Here are some interesting statistics I just found regarding New Year’s resolutions:
*40 to 45% of American adults make one or more resolutions each year.
*Among the top new years resolutions are resolutions about weight loss, exercise, and stopping to smoke. Also popular are resolutions dealing with better money management / debt reduction.
*The following shows how many of these resolutions are maintained as time goes on:?- past the first week: 75%?- past 2 weeks: 71%?- after one month: 64%?- after 6 months: 46%
*While a lot of people who make new years resolutions do break them, research shows that making resolutions is useful. People who explicitly make resolutions are 10 times more likely to attain their goals than people who don’t explicitly make resolutions.

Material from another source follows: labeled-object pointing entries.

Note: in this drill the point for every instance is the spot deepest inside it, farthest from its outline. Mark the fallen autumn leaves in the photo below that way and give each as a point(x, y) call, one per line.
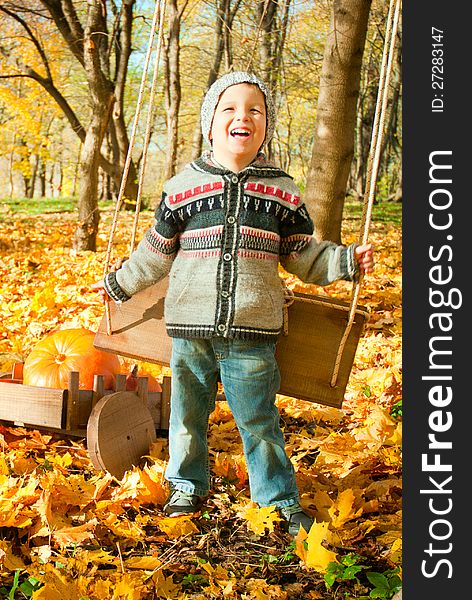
point(74, 533)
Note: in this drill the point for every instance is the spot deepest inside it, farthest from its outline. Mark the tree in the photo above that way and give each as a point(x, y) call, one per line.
point(333, 145)
point(103, 55)
point(225, 13)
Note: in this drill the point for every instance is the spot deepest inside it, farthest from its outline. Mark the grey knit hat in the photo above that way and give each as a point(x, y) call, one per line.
point(213, 94)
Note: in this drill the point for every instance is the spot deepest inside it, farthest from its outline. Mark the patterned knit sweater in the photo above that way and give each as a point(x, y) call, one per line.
point(220, 236)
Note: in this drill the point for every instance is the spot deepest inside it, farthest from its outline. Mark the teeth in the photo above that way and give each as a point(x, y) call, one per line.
point(239, 132)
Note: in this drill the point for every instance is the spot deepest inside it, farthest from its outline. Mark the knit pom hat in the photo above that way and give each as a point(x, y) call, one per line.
point(213, 94)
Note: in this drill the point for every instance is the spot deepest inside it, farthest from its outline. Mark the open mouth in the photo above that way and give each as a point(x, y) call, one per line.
point(240, 133)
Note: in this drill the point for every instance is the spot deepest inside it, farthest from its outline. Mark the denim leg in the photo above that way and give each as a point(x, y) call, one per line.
point(194, 386)
point(251, 378)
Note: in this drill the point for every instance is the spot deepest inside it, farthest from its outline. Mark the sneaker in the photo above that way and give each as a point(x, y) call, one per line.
point(182, 503)
point(293, 517)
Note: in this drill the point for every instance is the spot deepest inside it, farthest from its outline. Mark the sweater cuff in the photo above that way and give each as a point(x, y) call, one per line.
point(113, 288)
point(351, 268)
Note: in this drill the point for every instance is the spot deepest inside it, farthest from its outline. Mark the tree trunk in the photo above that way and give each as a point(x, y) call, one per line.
point(101, 99)
point(274, 32)
point(85, 237)
point(333, 145)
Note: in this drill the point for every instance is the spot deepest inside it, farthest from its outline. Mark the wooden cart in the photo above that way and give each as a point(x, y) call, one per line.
point(119, 425)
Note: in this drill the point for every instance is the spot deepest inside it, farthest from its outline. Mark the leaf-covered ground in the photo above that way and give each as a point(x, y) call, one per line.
point(70, 532)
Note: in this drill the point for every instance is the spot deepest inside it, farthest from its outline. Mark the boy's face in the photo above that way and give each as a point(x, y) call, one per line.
point(239, 126)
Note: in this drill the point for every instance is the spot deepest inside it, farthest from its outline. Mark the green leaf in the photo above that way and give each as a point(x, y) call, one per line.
point(378, 580)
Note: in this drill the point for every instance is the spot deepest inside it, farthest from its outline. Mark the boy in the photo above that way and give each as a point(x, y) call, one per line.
point(223, 224)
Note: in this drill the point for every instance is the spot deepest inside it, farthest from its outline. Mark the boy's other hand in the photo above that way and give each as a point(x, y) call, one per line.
point(100, 288)
point(365, 257)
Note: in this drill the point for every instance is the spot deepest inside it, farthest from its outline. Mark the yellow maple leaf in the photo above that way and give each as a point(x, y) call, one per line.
point(259, 518)
point(165, 586)
point(175, 527)
point(57, 586)
point(146, 563)
point(129, 587)
point(309, 547)
point(75, 535)
point(8, 560)
point(342, 510)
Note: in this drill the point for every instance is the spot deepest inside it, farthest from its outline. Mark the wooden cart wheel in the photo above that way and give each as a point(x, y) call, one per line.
point(120, 430)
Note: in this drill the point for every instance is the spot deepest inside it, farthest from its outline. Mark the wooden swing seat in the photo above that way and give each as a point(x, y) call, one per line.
point(306, 356)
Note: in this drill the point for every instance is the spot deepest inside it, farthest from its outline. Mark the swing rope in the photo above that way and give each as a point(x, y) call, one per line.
point(158, 18)
point(373, 163)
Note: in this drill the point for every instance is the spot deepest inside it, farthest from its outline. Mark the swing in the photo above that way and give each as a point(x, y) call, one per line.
point(316, 351)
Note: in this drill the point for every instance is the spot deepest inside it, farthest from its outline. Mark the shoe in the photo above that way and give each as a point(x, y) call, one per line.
point(293, 517)
point(182, 503)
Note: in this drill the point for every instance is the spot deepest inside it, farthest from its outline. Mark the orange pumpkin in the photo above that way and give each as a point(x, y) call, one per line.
point(66, 350)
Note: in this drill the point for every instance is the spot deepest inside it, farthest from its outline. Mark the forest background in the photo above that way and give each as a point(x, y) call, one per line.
point(65, 127)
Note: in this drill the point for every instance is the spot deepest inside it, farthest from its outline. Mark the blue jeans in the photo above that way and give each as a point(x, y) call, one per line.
point(250, 378)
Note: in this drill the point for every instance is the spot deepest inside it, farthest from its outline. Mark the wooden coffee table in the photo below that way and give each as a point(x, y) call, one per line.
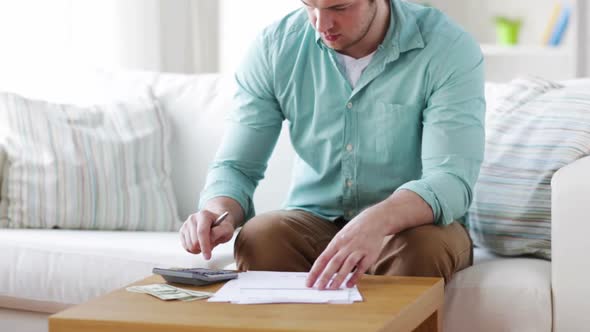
point(390, 304)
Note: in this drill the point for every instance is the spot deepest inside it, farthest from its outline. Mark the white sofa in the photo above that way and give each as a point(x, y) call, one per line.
point(44, 271)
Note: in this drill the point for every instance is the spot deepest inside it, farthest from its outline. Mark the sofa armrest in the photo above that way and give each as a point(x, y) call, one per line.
point(570, 242)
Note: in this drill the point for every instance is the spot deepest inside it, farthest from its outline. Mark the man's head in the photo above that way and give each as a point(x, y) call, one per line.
point(352, 27)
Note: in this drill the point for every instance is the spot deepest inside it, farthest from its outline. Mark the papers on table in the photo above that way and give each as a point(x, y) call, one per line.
point(255, 287)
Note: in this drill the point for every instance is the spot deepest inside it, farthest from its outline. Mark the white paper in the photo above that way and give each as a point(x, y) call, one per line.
point(280, 287)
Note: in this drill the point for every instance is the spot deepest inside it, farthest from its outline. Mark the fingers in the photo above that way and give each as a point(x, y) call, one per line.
point(361, 268)
point(319, 265)
point(191, 235)
point(351, 261)
point(204, 232)
point(197, 235)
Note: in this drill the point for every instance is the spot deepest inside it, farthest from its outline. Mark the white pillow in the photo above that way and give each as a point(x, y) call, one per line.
point(536, 127)
point(100, 167)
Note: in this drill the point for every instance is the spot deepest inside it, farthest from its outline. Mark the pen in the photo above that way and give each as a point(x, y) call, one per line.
point(220, 219)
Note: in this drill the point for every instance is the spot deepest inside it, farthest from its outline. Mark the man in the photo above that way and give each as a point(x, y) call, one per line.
point(385, 106)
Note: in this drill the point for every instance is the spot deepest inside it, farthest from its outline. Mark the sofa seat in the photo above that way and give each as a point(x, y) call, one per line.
point(44, 270)
point(500, 294)
point(57, 268)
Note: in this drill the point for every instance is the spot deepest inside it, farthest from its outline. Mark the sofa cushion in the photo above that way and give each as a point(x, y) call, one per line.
point(71, 266)
point(99, 167)
point(536, 128)
point(500, 294)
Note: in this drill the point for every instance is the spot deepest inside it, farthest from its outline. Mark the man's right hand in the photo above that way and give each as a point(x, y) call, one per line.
point(197, 236)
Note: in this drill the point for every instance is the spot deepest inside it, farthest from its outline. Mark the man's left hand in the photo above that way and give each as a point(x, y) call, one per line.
point(356, 247)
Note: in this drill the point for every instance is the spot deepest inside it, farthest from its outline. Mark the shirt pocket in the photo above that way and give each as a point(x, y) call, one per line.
point(398, 129)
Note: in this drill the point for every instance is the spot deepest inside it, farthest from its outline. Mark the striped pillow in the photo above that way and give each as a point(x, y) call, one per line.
point(101, 167)
point(535, 129)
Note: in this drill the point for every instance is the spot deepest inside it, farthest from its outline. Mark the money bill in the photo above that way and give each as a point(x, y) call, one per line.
point(167, 292)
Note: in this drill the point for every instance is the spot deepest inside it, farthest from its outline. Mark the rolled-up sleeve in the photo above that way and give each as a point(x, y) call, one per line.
point(453, 131)
point(250, 137)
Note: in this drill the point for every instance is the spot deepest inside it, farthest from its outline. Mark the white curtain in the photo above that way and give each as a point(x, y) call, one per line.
point(153, 35)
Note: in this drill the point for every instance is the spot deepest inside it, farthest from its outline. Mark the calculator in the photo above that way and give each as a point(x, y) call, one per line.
point(195, 276)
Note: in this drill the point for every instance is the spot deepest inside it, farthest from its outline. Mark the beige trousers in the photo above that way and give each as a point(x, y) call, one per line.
point(292, 240)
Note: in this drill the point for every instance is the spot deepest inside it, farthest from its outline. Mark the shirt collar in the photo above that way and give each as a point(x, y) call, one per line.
point(403, 33)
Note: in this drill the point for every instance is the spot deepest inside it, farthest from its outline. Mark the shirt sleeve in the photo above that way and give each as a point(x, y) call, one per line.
point(453, 131)
point(254, 126)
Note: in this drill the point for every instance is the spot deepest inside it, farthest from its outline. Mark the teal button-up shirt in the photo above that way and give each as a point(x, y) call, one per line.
point(414, 121)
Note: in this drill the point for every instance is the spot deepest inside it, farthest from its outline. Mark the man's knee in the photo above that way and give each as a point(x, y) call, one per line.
point(274, 241)
point(253, 248)
point(426, 251)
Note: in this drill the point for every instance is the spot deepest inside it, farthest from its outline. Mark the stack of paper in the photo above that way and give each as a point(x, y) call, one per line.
point(280, 287)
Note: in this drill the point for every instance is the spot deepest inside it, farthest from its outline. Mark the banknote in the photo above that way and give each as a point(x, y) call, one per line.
point(167, 292)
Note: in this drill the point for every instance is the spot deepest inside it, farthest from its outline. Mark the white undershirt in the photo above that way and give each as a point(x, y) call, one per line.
point(354, 67)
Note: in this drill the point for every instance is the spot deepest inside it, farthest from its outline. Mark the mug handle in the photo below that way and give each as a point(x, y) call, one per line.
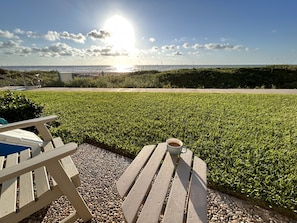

I once heard that the more specific the resolution, the greater chance of you keeping. So that would mean that this year I have absolutely no shot at keeping my resolution. Because it is very vague, abstract, and is impossible to measure whether or not I am actually keeping it.
But I am sick of these lame resolutions I make each year: to spend more time with the kids, to decrease my stress, to call my mom more, to have consistent date nights. Snore.
So this year’s is to be okay in all the chaos: to be less obsessed about finding the answers, and more content in navigating through all the messiness in my life.
I have always loved the three- or four-line passage from Ranier Maria Rilke about learning to love the questions. The other day I came across the context of the letter in which it appears in Rilke’s book, “Letters To a Young Poet,” and I find it beautiful. So this, below, is my New Year’s resolution:
I think you will not have to remain without a solution if you trust in things that are like the ones my eyes are now resting upon. If you trust in nature, in what is simple in nature, in the small things that hardly anyone sees and that can so suddenly become huge, immeasurable; if you have this love for what is humble and try very simply, as someone who serves, to win the confidence of what seems poor; then everything will become easier for you, more coherent and somehow more reconciling, not in your conscious mind perhaps, which stays behind, astonished, but in your inner-most awareness, awakeness, and knowledge….
I would like to beg you … as well as I can to have patience with everything unresolved in your heart and to try to love the questions themselves as if they were locked rooms or books written in a foreign language. Don’t search for answers, which could not be given to you now, because you would not be able to live them. And the point is, to live everything. Live the questions now. Perhaps then, someday far in the future, you will gradually, without even noticing it, live your way into the answer.
Perhaps you do carry within you the possibility of creating and forming, as an especially blessed and pure way of living; train yourself for that—but take whatever comes, with great trust, and as long as it comes out of your own will, out of some need of your innermost self, then take it upon yourself, and don’t hate anything.